A new Mac needs a new Time Capsule - the old one is very full. I ordered a 2 TB (Terabyte! That's 1012 byte or  1.000.000.000.000 byte. My first hard disk, called a Winchester disk, was for my diploma thesis and hat 5 MB. And I couldn't imagine how on earth I would fill it. Today my camera drops that much on the miniSD for a good picture.

Anyway, it's an Apple product. Unwrap, unplug, click, done. Well, almost. You see, I now have 171 GB of stuff on my laptop. I'm sure half of it is no longer needed, but whatever. Since I'm home for two days I got is started right away. 30 hours later the little window says: "5 seconds left". It had said that for quite some time, however. I went to bed, and this morning it proudly announces that the first backup has been taken. 36 1/2 hours. Puh!

But I feel better now. My machine had been bitching at me every 4 hours that I really, really needed to dump a backup.
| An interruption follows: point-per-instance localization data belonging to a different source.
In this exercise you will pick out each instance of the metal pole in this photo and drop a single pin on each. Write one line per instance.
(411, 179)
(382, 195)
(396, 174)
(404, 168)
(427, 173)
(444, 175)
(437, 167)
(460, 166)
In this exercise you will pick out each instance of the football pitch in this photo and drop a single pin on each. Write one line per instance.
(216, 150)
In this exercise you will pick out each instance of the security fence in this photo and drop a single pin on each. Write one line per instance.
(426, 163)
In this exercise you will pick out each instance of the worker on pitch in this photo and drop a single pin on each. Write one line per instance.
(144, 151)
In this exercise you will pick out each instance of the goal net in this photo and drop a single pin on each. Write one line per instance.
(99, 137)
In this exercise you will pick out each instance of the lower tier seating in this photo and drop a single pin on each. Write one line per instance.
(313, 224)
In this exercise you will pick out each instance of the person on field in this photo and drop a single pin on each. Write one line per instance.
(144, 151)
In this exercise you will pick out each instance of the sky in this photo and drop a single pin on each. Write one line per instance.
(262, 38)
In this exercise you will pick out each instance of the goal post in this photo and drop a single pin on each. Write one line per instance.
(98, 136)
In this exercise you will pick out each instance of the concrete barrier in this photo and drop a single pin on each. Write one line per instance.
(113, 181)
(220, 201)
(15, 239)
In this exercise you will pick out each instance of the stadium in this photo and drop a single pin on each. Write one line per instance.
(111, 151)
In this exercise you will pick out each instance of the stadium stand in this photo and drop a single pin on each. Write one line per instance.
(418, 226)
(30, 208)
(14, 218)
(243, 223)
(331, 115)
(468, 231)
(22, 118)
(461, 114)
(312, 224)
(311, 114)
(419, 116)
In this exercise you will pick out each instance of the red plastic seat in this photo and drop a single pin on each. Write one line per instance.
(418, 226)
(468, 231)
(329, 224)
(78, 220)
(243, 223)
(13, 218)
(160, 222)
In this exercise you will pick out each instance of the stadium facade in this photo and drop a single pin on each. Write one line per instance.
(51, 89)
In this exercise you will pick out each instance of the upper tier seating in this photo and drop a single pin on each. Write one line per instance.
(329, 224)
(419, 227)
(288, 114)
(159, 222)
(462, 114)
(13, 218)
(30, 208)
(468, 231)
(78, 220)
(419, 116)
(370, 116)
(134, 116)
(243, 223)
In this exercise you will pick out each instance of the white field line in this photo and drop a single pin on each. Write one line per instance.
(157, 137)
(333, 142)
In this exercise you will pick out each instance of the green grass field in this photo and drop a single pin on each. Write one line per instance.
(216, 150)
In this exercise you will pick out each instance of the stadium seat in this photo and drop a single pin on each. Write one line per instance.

Now I can smugly ask my students when their last backup was, safe in the knowledge that mine was taken automatically last night.

2012-09-04

I blinked

Gee, looks like I blinked and missed summer....

Here it is, September. The nights are getting dark sooner. The sun comes up later in the mornings. There's a chill in the night air, and the noonday sun doesn't quite warm you up like it should.

I've had a fire in the fireplace now two nights running. What did I accomplish over the summer? Well, the book is coming along, hit 100 pages last night but there is still much road to cover. And a semester to get started...

A few more days to enjoy before I get back, and hope to get back to blogging.